Whether such intermediate routing actually violates the Wire Act depends on how the relevant U.S. attorneys—and, ultimately, the courts—enforce the prohibition. In Nevada, the state’s gambling regulators seem to recognize that legal intrastate sports wagers do not lose their legal status just because related transmissions may have been routed through nearby states. Further, the Nevada Gaming Commission has adopted regulations that would allow for interstate sports wagering, should such activity become legal under federal law. Yet, it is unknown if legislatures and regulators in other jurisdictions will adopt the same view. And, importantly, the DOJ’s  view is even less clear.

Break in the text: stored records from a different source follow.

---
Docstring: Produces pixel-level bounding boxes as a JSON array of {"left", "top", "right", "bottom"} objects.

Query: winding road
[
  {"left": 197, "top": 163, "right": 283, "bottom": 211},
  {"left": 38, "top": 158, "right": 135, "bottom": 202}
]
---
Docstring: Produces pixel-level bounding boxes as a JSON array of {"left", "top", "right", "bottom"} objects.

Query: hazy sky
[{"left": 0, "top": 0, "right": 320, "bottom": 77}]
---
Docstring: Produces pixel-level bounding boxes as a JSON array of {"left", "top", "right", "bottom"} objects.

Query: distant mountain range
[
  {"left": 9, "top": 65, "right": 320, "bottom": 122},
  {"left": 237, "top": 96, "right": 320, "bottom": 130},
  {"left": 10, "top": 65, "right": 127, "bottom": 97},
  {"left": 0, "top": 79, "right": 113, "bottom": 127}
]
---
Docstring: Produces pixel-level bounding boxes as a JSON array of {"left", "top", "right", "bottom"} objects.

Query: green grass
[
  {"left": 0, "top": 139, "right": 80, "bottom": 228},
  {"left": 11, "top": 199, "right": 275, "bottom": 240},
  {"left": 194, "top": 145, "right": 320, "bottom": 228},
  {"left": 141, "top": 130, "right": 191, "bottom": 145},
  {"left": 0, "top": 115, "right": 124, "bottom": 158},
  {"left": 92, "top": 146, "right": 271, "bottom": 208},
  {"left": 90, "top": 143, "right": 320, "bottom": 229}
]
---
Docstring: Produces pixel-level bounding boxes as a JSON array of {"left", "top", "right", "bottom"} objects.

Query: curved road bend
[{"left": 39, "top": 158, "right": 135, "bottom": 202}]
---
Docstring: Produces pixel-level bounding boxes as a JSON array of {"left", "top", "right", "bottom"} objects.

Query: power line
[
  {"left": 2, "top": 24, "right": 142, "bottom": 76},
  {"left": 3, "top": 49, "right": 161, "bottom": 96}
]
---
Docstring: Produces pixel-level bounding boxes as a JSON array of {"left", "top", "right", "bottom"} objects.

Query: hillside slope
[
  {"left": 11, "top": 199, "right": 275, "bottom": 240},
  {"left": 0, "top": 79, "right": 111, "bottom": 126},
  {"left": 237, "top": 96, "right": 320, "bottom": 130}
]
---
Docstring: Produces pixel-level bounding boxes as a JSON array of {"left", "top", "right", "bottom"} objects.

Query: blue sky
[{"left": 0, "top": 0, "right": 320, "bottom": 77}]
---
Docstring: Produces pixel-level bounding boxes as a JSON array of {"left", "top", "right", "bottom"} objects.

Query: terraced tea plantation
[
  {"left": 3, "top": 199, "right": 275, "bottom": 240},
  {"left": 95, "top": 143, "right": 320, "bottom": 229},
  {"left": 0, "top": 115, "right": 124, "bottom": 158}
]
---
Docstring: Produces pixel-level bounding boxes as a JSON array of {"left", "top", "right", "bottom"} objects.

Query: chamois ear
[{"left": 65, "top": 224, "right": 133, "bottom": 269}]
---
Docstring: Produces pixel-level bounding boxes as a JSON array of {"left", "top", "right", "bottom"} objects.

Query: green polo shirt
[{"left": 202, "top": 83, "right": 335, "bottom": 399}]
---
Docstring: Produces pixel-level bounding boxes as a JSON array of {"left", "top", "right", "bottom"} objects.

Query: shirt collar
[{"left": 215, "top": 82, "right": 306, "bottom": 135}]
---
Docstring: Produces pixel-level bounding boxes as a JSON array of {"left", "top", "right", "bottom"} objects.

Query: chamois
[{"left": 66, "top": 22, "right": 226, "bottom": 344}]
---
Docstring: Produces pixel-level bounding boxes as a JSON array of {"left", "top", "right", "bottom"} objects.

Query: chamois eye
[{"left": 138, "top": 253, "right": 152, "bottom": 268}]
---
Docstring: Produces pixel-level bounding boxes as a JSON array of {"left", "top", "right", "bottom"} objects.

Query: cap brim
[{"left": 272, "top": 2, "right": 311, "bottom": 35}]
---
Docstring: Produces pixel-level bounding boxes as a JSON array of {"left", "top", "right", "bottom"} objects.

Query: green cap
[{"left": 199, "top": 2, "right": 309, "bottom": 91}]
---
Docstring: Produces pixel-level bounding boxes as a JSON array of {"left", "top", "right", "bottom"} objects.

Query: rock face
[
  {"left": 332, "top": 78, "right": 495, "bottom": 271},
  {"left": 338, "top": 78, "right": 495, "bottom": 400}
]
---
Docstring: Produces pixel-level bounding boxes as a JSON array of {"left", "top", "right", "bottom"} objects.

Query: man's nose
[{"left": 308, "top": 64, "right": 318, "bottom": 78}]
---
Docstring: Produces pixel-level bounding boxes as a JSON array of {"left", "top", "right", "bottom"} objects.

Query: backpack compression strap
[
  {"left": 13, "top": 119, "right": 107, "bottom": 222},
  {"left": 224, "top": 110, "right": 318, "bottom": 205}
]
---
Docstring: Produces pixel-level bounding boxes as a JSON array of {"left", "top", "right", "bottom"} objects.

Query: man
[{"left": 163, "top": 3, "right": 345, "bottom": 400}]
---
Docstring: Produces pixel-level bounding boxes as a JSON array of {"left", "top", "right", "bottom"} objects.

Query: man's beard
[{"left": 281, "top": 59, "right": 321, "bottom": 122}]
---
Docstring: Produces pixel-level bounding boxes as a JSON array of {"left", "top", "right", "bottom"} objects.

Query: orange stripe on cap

In the only reported court decision arguably on point, the court assessed whether the Wire Act applied to the use of a wire to carry information assisting in wagering on horse races, where the messages were initiated and ended in West Virginia—where the activity was legal under state law—but were routed through Ohio—where it was not. In United States v. Yaquinta, a federal grand jury charged several bookmakers with conspiracy to violate the Wire Act. The defendants moved to dismiss the indictment, arguing that the Congress did not intend to criminalize the use of an interstate wires to transmit messages within West Virginia, no matter how many states the “electrical impulses, carried by the wires,” traversed. The district court disagreed, holding that “the intermediate crossing of a state line provides enough of a peg of interstate commerce to serve as a resting place for the congressional hat, if that will serve the congressional purpose.”

All things considered, it would now seem that to apply § 1084 to a business model—that was established long after the Wire Act itself—and, that accepts online sports wagers received in a single state in which such activity is legal, regardless of any intermediate routing, is not only illogical, but inconsistent with the overall purpose and intent of the statute.